The yogi seemed delighted that we had all faced these obstacles today. The path to wisdom is not smooth, we are learning. Overcoming challenges is part of the game. Just knowing that is wisdom.

This is the yogi who told us he has studied with some of the best meditation teachers, like S. N. Goenka; this is the yogi who has been meditating for 35 years. “And I’m still not enlightened,” he said with a smile.

Meanwhile, in the West we have become like children, impatient, wanting to get our own way, always, without putting in the work. We live in the wealthiest society in history. We have science, technology, medical care, which, while it is unevenly distributed, was not available to the rich and powerful just a few decades back.

The internet gives the impression that we should get what we want within seconds, at the push of a button or two. Meanwhile, behind the scenes millions of lines of code shunt digital data along the pipes and through the airwaves; data centres burn massive amounts of power, heating the planet and melting the polar ice caps.

We don’t care. We just want to order the latest gadget from Amazon, please and thank you.

Later in the day, I speak to a senior psychiatrist on the phone. He specializes in adolescent psychiatry. I ask him about anxiety in young people. We hear about this all the time. Is it getting worse? I ask. This is what he says:

Anxiety is a medical term for a clinical condition closely related to depression. There are many surveys that ask about anxiety, but they mix up the word. Most people who say they have anxiety do not have the clinical symptoms. Rather, they are having a bad day, maybe a bad week. That is not the same.

There many kinds of negative moods, he says. Negative moods are normal. They motivate us to deal with difficult issues, to improve things. They have survival value.

As we grow up, we are tested by challenges. They are difficult, but that is how we learn and grow, both intellectually and emotionally. Challenges become easier. We become more resilient and more independent. This is real life.

If young people don’t go into the world and face challenges, they don’t learn and mature, he says. They don’t build the resilience that comes from facing tough situations. When parents try to protect their kids from real life, their efforts backfire. The kids don’t learn essential life skills. They don’t become more adaptable. They miss out on opportunities they might otherwise embrace.

We talk about stress. There is not good stress and bad stress, the psychiatrist said. Just stress. It is hard on our bodies until we learn to deal with it. Then we become stronger.  Unless it is extreme, overwhelming, like what soldiers face on the battlefield. That is where PTSD comes from.

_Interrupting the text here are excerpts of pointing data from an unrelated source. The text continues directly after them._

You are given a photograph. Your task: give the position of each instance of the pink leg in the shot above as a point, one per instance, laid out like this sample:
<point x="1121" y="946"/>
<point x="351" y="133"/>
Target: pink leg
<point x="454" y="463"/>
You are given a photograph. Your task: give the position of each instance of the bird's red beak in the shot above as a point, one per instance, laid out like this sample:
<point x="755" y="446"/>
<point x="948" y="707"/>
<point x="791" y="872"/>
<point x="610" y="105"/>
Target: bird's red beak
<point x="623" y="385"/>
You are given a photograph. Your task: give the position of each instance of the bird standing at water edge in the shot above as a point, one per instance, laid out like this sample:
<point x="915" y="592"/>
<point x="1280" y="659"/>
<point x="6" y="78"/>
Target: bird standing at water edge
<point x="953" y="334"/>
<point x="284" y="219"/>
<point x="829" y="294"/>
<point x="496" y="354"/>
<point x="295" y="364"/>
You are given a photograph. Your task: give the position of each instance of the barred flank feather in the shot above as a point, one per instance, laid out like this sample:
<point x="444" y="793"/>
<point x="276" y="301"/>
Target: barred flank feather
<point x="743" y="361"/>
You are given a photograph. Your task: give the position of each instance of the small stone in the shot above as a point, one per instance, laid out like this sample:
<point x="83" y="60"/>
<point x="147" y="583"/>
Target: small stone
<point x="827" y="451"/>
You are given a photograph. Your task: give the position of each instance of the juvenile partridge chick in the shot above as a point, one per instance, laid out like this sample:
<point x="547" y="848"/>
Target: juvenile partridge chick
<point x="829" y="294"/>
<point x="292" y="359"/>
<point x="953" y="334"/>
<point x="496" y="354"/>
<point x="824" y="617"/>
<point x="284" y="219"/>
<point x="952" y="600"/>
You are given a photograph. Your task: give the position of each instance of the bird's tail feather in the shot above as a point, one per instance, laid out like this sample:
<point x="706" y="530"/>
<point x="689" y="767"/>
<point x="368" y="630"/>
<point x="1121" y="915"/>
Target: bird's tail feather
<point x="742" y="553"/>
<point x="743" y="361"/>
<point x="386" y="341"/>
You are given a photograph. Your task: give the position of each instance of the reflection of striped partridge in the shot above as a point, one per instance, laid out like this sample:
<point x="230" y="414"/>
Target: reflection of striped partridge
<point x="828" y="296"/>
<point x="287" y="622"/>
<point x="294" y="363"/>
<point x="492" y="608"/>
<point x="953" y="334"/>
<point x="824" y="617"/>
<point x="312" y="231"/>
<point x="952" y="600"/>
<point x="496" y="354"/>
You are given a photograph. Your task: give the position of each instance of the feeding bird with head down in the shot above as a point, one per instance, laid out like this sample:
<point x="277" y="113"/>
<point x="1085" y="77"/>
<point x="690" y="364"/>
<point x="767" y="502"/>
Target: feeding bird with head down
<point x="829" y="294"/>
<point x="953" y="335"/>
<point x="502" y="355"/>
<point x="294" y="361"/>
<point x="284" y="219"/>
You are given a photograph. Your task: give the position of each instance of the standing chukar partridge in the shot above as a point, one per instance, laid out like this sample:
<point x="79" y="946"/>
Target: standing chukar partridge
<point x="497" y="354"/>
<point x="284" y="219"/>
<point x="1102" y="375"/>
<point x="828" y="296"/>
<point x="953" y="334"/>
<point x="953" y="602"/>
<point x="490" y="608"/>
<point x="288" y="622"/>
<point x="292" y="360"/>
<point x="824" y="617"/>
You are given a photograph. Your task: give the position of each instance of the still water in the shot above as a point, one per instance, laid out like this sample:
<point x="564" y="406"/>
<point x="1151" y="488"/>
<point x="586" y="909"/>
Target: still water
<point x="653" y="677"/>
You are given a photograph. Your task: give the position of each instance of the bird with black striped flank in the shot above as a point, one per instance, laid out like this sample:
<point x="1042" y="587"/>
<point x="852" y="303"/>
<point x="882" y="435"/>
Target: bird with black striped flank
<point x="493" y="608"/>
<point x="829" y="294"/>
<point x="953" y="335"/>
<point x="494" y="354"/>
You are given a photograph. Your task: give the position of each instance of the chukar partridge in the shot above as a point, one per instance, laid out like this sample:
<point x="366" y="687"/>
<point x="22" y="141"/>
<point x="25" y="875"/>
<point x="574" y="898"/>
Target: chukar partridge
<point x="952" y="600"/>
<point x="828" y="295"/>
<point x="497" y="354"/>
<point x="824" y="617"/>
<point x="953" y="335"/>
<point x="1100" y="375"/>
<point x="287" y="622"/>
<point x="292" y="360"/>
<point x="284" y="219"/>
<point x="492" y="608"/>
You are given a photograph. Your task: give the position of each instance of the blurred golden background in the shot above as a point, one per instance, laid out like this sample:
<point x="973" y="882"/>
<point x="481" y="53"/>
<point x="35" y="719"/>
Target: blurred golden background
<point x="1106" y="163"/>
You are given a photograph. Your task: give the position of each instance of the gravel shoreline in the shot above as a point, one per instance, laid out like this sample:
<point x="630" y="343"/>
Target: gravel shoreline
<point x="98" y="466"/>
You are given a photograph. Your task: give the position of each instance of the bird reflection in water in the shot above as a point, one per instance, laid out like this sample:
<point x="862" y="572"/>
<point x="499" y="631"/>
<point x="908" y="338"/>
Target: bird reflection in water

There is one more thing that seems to be true, he says. Young people are not learning the different variations of negative emotions and the vocabulary that goes along with them. They cannot distinguish between sadness, and “disgruntlement,” and …. he lists a variety of “dis” words.

They just use the word “anxiety” for everything.

I get it. I call myself a cranky writer. People parrot a lot of cliches these days. There is not enough real debate among people whose views differ. There is not enough respect for opposing views. Often, we just hurl platitudes and insults at the opposing camp. We do not learn from each other.

I think of the yogi in the hills of India. It is 40 degrees C. He did not eat for nine days. He is weak, with a slight fever, and his technology had a multi-channel breakthrough. It was a comedy show. He knew it. He wasn’t stressed and anxious. This was real life. He laughed.

Better luck tomorrow.

Yet it was this morning that was lucky, I realize. Adversity is how we grow.